Intelligence, however, recognizes that the devil is in the details, and the highly intelligent listener will immediately comprehend the trick, or will at least demand a restatement of the question, spoken more slowly and deliberately.  The faster the question is stated, the easier it is to catch the casual listener in the trap.  If the question is stated slowly and without the emphasis, even the casual listener will realize the error.  Intelligence is not merely understanding.  It is not merely solving the puzzle.  It is having a readiness for things not being what they appear; it is questioning, continuously, the apparent reality, recognizing that what appears to be true may in fact be a disguise for something hidden underneath.  It is consciously choosing to believe and acknowledge the facts, knowing that at any moment those facts may need to be upgraded and redefined as new information makes itself available.  It is not having a rigid perception; it is having a fluidic conception.

Thus clerics and mages must forever be at odds with one another.  A mage may acknowledge the existence of gods; the mage may even acknowledge the logic in worshipping said gods; but the mage will always be open to the possibility that, in this instance at least, what the gods want may not be material to what is of greater importance for either the mage, or the mage's people.  While the cleric in his or her wisdom will always believe the god, right or wrong, the mage in his or her intelligence will know that the god being wrong means another course of action is required ... and will then resolve upon what the course must be.

And that is Intelligence, my friends.

6 comments:

Oddbit said...

So what I find interesting is the interaction as well as the standalone statistic.

Here we have the intelligence giving the ability to recognize OTHER choices exist and individually weigh their value and Wisdom is to recognize single truth, then what does this mean for wisdom and intelligence interacting?

Does wisdom give me the power to recognize the traits of each 'truth' granted by intelligence, or is the weighing of truths the sole department of intelligence.

If departmentalized into their own paths, if someone were to have a high intelligence and wisdom, what effect would that have on the person?
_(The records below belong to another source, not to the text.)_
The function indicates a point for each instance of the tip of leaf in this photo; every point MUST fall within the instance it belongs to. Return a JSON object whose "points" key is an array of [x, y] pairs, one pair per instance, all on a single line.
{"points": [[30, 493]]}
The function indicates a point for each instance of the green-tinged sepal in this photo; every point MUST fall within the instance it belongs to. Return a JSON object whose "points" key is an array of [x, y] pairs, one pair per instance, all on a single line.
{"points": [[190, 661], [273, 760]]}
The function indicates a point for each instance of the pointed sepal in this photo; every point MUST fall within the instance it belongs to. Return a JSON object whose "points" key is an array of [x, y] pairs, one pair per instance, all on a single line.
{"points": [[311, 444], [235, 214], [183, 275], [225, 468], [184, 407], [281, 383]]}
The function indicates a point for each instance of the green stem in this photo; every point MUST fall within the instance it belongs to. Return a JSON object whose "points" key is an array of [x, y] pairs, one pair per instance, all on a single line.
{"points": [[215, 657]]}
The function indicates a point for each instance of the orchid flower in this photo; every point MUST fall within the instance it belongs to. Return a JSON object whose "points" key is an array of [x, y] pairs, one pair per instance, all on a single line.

Would they just add the 'one' truth to their list of options?

Given that both stats have their own attributes in addition to just judgment, I'm not going to bring the dreaded question of judgment into this, but I do want to know if intelligence represents something beyond judgment. Such as memory or advanced ability to grasp a concept quickly?

Alexis said...

Ability to grasp a concept quickly is inherent in picking out the trick question; racking up choices and keeping track of them all is evidence of memory.

I think I'd have to argue the answer to your question, "Does wisdom give me the power to recognize the traits of each 'truth' granted by intelligence, or is the weighing of truths the sole department of intelligence" would have to be BOTH.

Butch said...

Would love it if you did all six, Alexis. I suppose Strength and Dexterity are fairly obvious, but I'm curious to hear your take on Charisma and Constitution.

Satchmo said...

Thank you for answering my question so eloquently, Alexis. It is refreshing to see a detailed, philosophical answer instead of a simplified one to a deeply philosophical question.

Alexis said...

I can't say I'm very motivated to do so, Butch. I've written about both before, and I don't think I have anything new to say.

Oddbit said...

I would venture to say dexterity may not be completely obvious. We have many assumptions, but there are many technical skills placed under the domain of dexterity in many games that have a strong mental component. I am unsure of Alexis game's specific use but generally its used for stealth and lockpicking. One likely involves a strong use of awareness of your surroundings and taking the best of many choices, sometimes not the obvious one. The other involves understanding the makeup of a lock and unintended ways to open them.